Di Sorong, Papua Barat, polisi menahan empat aktivis Papua (Rianto Ruruk alias Herman Sabo, Yoseph Laurensius Syufi alias Siway Bofit, Manase Baho dan Ethus Paulus Miwak Kareth) pada tanggal 18 September. Mereka ditetapkan tersangka atas tuduhan pelanggaran Pasal 106 dan 110 KUHP karena memproduksi dan membagikan pamflet berisi gambar bendera Bintang Kejora dengan kata-kata "Referendum, Papua Merdeka" saat aksi protes di kota tersebut antara 16 dan 18 September. Sampai sekarang mereka masih ditahan di Polres Sorong.

Usman mengatakan polisi memiliki tugas menyelidiki dan mencegah tindakan kekerasan, namun tidak boleh dengan tidak masuk akal membatasi hak-hak para peserta aksi protes lainnya.

"Perlu juga untuk digarisbawahi bahwa akses terhadap bantuan hukum adalah jaring pengaman yang sangat penting untuk banyak hak-hak asasi manusia, termasuk hak atas peradilan yang adil dan memastikan hak-hak tahanan dihormati selama mereka ditahan," ujar Usman.

Lebih jauh lagi, Amnesty Internasional mengakui jelas telah terjadi insiden-insiden kekerasan yang dilakukan sejumlah orang-orang Papua terhadap personil aparat penegak hukum dan penduduk non-orang asli Papua (OAP) baru-baru ini dan juga menghormati bahwa pemerintah Indonesia memiliki kewajiban untuk melindungi kehidupan, kebebasan dan keamanan semua orang di wilayahnya.

"Ketika tindakan kekerasan terjadi, memang hal tersebut harus segera dan tanpa berpihak diselidiki dan ketika terdapat bukti yang memadai, individu yang bertanggungjawab harus diproses sesuai dengan hukum pidana domestik, dengan memastikan hak atas peradilan yang adilnya dijamin," katanya.

Usman menegaskan hak atas kebebasan berpendapat dan berekspresi dilindungi dalam UUD 1945 dan peraturan perundang-undangan lainnya.
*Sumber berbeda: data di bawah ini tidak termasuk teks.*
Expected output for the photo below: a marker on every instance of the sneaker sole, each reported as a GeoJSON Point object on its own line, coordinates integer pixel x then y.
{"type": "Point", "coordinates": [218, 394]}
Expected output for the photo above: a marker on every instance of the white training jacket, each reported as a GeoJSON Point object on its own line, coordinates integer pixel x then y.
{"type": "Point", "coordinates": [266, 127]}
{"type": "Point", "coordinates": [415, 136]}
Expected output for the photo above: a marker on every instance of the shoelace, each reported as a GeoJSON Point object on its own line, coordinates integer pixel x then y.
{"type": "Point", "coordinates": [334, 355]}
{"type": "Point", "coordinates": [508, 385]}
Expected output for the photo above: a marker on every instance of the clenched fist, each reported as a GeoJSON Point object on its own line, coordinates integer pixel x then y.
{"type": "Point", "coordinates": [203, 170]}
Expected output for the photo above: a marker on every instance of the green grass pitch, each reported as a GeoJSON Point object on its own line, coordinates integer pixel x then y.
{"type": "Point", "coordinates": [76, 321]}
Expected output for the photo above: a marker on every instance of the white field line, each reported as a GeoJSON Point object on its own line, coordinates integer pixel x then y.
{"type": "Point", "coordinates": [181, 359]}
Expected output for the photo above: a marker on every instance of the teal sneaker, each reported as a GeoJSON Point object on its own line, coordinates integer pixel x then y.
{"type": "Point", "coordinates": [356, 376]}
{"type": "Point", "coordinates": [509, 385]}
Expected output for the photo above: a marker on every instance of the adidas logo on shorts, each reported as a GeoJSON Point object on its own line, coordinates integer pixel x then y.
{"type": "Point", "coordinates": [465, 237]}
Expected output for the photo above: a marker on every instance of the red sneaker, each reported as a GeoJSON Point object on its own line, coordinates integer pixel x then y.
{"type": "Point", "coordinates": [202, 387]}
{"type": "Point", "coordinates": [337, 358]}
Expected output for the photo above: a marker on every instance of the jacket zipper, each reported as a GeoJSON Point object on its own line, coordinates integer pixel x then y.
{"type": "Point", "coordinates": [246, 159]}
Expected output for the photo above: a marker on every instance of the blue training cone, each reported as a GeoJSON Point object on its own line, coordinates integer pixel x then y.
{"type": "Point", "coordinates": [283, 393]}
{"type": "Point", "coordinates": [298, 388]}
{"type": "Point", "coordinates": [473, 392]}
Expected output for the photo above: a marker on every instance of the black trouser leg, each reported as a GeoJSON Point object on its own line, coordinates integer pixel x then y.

Namun, pihak berwenang terus menggunakan ketentuan hukum pidana guna menekan kegiatan yang damai atas hak mereka untuk bebas berekspresi dan berpendapat, berkumpul secara damai, berkepercayaan, dan beragama.

Oleh karena itu Amnesty pun meminta Jokowi memerintahkan polisi segera mencabut status tersangka atas tuduhah makar di bawah Pasal 106 dan 110 KUHP yang dikenakan pada 22 aktivis politik Papua. Pun, memastikan para aktivis dalam tahanan tidak disiksa ataupun diperlakukan dengan buruk dan memiliki akses reguler kepada anggota keluarga dan pengacara pilihan mereka.

Terakhir, Jokowi sebagai pemimpin pemerintahan diminta bersama dengan DPR RI mencabut atau secara substantif mengamandemen Pasal 106 dan 110 KUHP, dan memastikan bahwa ketentuan-ketentuan ini tidak dapat lagi digunakan untuk memidana kebebasan berekspresi melampaui batasan-batasan yang diperbolehkan dalam hukum dan standar hak asasi manusia internasional yang berlaku.